Women with very early stage or low-grade gynecologic cancer may be able to preserve fertility by having limited surgery, for example, conservation of the uterus and contralateral ovary for women with ovarian cancer or radical trachelectomy (preservation of the uterus despite removal of most of the cervix) for cervical cancer. Lateral transposition of the ovaries to remove them from the field of pelvic irradiation is an option that preserves ovarian function in about half of women treated for cervical cancer or Hodgkin disease.46
Given this array of experimental options, most not covered in the United States by insurance, it is no surprise women are often poorly informed about fertility preservation. Two recent studies of young women treated for breast cancer found a great deal of distress about infertility and dissatisfaction with communication with hematologist/oncologists on this issue.47,48 In a survey of affluent, well-educated women belonging to an advocacy organization for premenopausal women with breast cancer, 72% had discussed fertility with their hematologist/oncologist, but often the topic was brought up by the patient. Only 51% felt their concerns had been adequately addressed.47 In a more diverse sample of 166 young breast cancer patients, only 34% recalled discussing fertility with their oncology team.48
Not only is better communication about fertility preservation strongly needed between patient and hematologist/oncologists, but organizations need to develop practice guidelines on when it is appropriate to bring up infertility, how to discuss new modalities that remain experimental and often involve large out-of-pocket costs to the patient, and what options should be offered by cancer centers.49 The advocacy organization Fertile Hope has made an excellent start in developing patient education materials (www.fertilehope.org).

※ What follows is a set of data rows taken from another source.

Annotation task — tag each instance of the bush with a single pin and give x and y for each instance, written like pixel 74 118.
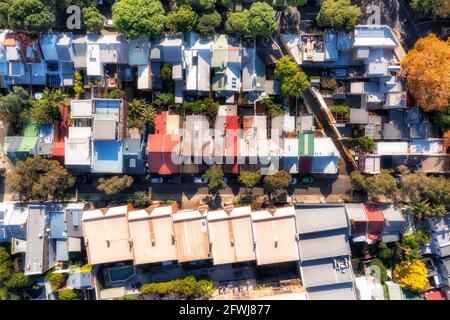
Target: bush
pixel 188 287
pixel 383 270
pixel 56 280
pixel 67 294
pixel 140 200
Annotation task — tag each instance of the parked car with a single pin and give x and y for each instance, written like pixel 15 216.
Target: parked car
pixel 156 180
pixel 200 180
pixel 307 180
pixel 108 23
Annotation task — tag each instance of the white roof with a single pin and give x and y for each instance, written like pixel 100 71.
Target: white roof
pixel 77 151
pixel 81 108
pixel 325 147
pixel 93 64
pixel 79 132
pixel 430 146
pixel 391 148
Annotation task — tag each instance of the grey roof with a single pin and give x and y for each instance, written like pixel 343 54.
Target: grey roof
pixel 324 245
pixel 394 131
pixel 333 292
pixel 413 115
pixel 325 272
pixel 420 130
pixel 318 218
pixel 359 116
pixel 131 146
pixel 36 241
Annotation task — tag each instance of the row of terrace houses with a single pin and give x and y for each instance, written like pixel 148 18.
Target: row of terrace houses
pixel 46 234
pixel 314 236
pixel 193 149
pixel 218 63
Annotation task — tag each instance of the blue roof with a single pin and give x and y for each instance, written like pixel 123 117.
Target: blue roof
pixel 62 250
pixel 108 156
pixel 57 225
pixel 107 106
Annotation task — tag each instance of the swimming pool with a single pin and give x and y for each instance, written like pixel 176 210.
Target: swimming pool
pixel 121 274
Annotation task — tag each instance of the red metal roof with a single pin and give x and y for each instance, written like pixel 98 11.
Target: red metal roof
pixel 434 295
pixel 160 123
pixel 161 148
pixel 58 149
pixel 375 217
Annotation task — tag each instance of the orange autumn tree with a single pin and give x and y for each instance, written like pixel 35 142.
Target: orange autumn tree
pixel 411 275
pixel 427 72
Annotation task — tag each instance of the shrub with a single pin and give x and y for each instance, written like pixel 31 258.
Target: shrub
pixel 67 294
pixel 56 280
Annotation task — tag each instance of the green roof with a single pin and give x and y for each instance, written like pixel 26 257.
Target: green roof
pixel 30 130
pixel 306 144
pixel 219 52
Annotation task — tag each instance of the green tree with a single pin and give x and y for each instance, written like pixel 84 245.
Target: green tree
pixel 30 15
pixel 365 143
pixel 215 178
pixel 140 200
pixel 238 23
pixel 285 67
pixel 381 184
pixel 67 294
pixel 208 23
pixel 278 181
pixel 93 20
pixel 114 185
pixel 13 106
pixel 183 19
pixel 137 17
pixel 199 5
pixel 262 19
pixel 431 8
pixel 338 14
pixel 295 85
pixel 78 85
pixel 359 181
pixel 377 264
pixel 56 280
pixel 140 113
pixel 249 179
pixel 165 99
pixel 39 179
pixel 18 280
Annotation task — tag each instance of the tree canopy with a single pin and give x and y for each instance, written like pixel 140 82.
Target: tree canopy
pixel 411 275
pixel 208 23
pixel 338 14
pixel 427 71
pixel 30 15
pixel 238 23
pixel 39 179
pixel 215 178
pixel 184 19
pixel 136 17
pixel 262 19
pixel 114 185
pixel 93 20
pixel 431 8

Most importantly, reproductive health after cancer is only increasing in importance as the number of cancer survivors multiplies and the length of their survival also improves. Sexual function and fertility can no longer be regarded by hematologist/oncologists as frivolous or irrelevant issues, because our current cancer therapies damage reproductive health in ways that are profound and often permanent. Interventions that prevent or reverse these problems will greatly improve the quality of life of our patients.